CD4, located in Northeast Texas, includes:
- 35% of the voters of SD1, held by Sen. Bryan Hughes (R-Mineola)
- 27% of SD2, held by Sen. Bob Hall (R-Edgewood)
- 19% of SD30, held by Sen. Pat Fallon (R-Prosper)
- 100% of HD1, held by Rep. Gary VanDeaver (R-New Boston)
- 69% of HD2, held by Rep. Dan Flynn (R-Van)
- 36% of HD5, held by Rep. Cole Hefner (R-Mount Pleasant)
- 22% of HD7, held by Rep. Jay Dean (R-Longview)
- 24% of HD9, held by Rep. Chris Paddie (R-Nacogdoches)
- 58% of HD33, held by Rep. Justin Holland (R-Heath)
- 100% of HD62, held by Rep. Reggie Smith (R-Van Alstyne); and
- Less than 10% of HD70, held by Rep. Scott Sanford (R-McKinney), and HD89, held by Rep. Candy Noble (R-Lucas).
Hefner, Holland, Smith and VanDeaver are the only current legislators living in the district, but that is not a requirement to run for Congress. Hughes is up for re-election in 2020, as are all of the representatives, but Fallon and Hall just won four-year terms in 2018. The race could be particularly attractive for Fallon, whose ability to self-fund – Fallon loaned his Senate challenge $1.8M in 2018 – would give him an instant head start on other rivals.
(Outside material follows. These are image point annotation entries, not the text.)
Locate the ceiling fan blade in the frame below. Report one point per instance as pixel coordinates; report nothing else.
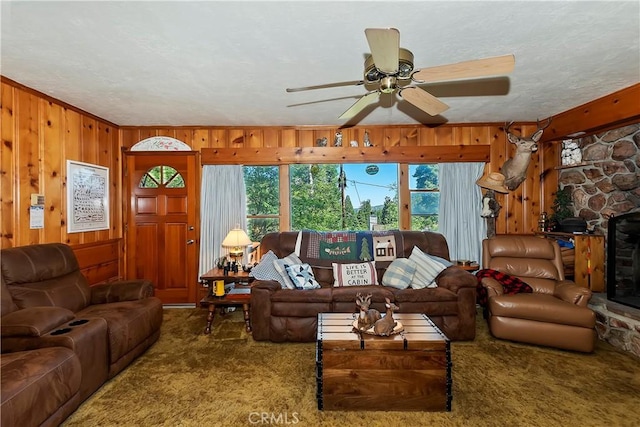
(327, 85)
(360, 104)
(385, 47)
(423, 100)
(466, 69)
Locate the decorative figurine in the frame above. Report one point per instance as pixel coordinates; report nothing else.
(367, 316)
(387, 325)
(571, 154)
(337, 142)
(366, 142)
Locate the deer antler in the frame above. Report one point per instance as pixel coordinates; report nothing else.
(545, 126)
(507, 126)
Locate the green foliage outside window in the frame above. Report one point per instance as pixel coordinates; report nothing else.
(263, 200)
(425, 202)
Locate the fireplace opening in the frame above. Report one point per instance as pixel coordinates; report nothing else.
(623, 259)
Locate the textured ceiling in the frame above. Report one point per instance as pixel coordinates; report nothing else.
(228, 63)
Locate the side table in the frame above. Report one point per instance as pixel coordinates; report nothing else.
(211, 302)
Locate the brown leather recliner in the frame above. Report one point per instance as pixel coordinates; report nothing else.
(555, 314)
(95, 331)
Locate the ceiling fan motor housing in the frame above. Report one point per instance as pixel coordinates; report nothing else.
(405, 67)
He also just won a contested primary in counties in which he was not previously known, a feat that CD4 would also require.
Any county and many local elected officials would need to resign to run unless they were in the final 13 months of their terms. Rockwall Co. Comm. Dennis Bailey (R) and Grayson County Judge Bill Magers (R) have been mentioned as potential candidates.
Ratcliffe was first elected in 2014, when he ousted longtime U.S. Rep. Ralph Hall (R-Rockwall) in the Republican runoff, 53%-47%. Hall drew four other primary challengers that year: Rockwall motivational speaker Tony Arteburn (2%), Princeton racing business owner Louis Gigliotti (16%), Van Alstyne electrical engineer Brent Lawson (3%) and former Fate council member John Stacy (4%). Ratcliffe (68%) defeated Gigliotti (21%) and De Kalb resident Ray Hall (11%) in the 2016 Republican primary, and he defeated Sulphur Springs pastor and surveyor John Cooper, 85%-15%, in the 2018 Republican primary.
HD89: The Texas Tribune’s Patrick Svitek tweeted that Plano educator and Plano ISD Trustee Angela Powell “has decided not to move forward” with a primary challenge of Rep. Candy Noble (R-Lucas), “per person close to her.” Powell established a campaign committee to explore the race last week.
HD102: Former Rep. Linda Koop (R-Dallas) announced she would seek a rematch against Rep. Ana-Maria Ramos (D-Richardson), who ousted Koop, 53%-47%, in the 2018 general election.